Rum production in Guyana goes as far as the 1650s, by the 1700s having over 300 sugar estates each producing their own rum. In 1952 the number of rum distilleries shrunk drastically to just 9. At the time there were just two rum companies remaining – Guyana Distillers Limited and Diamond Liquors Limited. After Guyana gained its independence from Britain in 1966 the government started buying shares in the remaining distilleries and in 1983 the two rum companies and all the distilleries merged under one hold – Diamond Distillery Limited. All the distilleries closed, except the Diamond Distillery and all the equipment was moved there in order to preserve all the marques that the different stills could produce.
he Enmore Coffey Wooden Still was installed at the Enmore Estate Distillery in 1880 before being moved to Diamond Distillery in 1993 when the Enmore Distillery had to be closed. The still itself is almost identical to the first column still made by Aeneas Coffey in 1832 and, as I mentioned before, it is the only wooden continuous still that works in the world. The EHP (named after the founder of the Enmore Estate – Edward Henry Potter) is the marque used to describe the rum made in the Enmore Still.
That should do it for now, lets have a look at the bottle. My El Dorado Rare Collection Enmore 1996 is made from Guyanese molasses and it was distilled in 1996 in the aforementioned Enmore Wooden Coffey Still. Aged for 21 years in Guyana in ex-Bourbon barrels and bottled at 57.2% ABV. This is a limited release although I don’t know how many bottles were available – El Dorado is not great at advertising their limited ranges.
Now I mentioned at the beginning “rich and sweet” and while a lot of the flavours in the El Dorado range come from their unique stills they also have this “habit” of sweetening their stuff. A real shame if you ask me, but most of the bottles from the Rare Collection that have been measured/tested are supposedly free of any sweetner. I went to Johnny Drejer’s website to check my Enmore and apparently there is the possibility that this could have around 8 grams of sugar per liter – quite a small number so I’m kinda okay with it.
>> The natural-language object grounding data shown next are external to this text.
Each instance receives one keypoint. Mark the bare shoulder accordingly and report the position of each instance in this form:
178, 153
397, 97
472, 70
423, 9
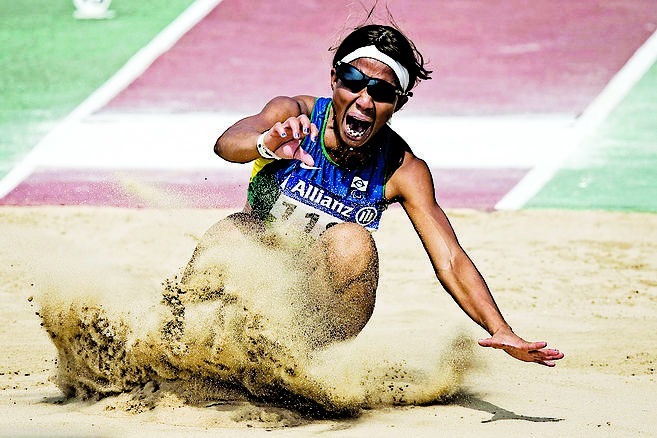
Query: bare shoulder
411, 180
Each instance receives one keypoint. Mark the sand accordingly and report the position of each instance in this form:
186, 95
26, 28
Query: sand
583, 281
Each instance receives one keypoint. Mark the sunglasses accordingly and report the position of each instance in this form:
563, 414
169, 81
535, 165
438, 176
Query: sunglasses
355, 80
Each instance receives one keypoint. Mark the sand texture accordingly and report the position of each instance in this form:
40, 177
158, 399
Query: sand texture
101, 336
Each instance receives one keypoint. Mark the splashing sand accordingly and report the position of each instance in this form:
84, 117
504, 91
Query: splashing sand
226, 334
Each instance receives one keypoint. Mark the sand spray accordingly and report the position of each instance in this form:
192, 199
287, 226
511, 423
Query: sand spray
232, 331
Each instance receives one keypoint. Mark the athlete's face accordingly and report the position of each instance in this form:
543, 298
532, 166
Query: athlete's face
357, 115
Enough is enough I need some rum.
On the nose this is rich and intense, very chocolaty. Dark chocolate brownies, raisins, sweet plums, licorice and damp oak. The anise/licorice aroma that’s present in almost all the “heritage stills” rums is present here as well. Burnt orange and pink grapefruit zest. Old leather, English Breakfast tea, nuts and overripe banana. Quite complex and very inviting.
On the palate again, chocolate. A lot of dark chocolate, coffee, sweet tobacco, marmalade, licorice, After Eights and apricots. Quite nutty with walnuts and almonds. It has some fortified wine flavours, mostly sherry and funky flavours like rubber and mothballs. Very oaky and with that some spices – black pepper and cloves. It has a nice oily mouthfeel and the finish lingers with dark chocolate, cocoa butter and English Breakfast tea. Yum!
This is very good, I’m a fan of the Port Mourants, and this has some similarities but it’s tamed, more tender. The oak influence is very strong, I feel like that’s why it might or not might be the 8 grams of sugar per liter in there, but I couldn’t say I can taste it. This is a pricey bottle, as most of the rums coming from DDL are, but delicious nonetheless.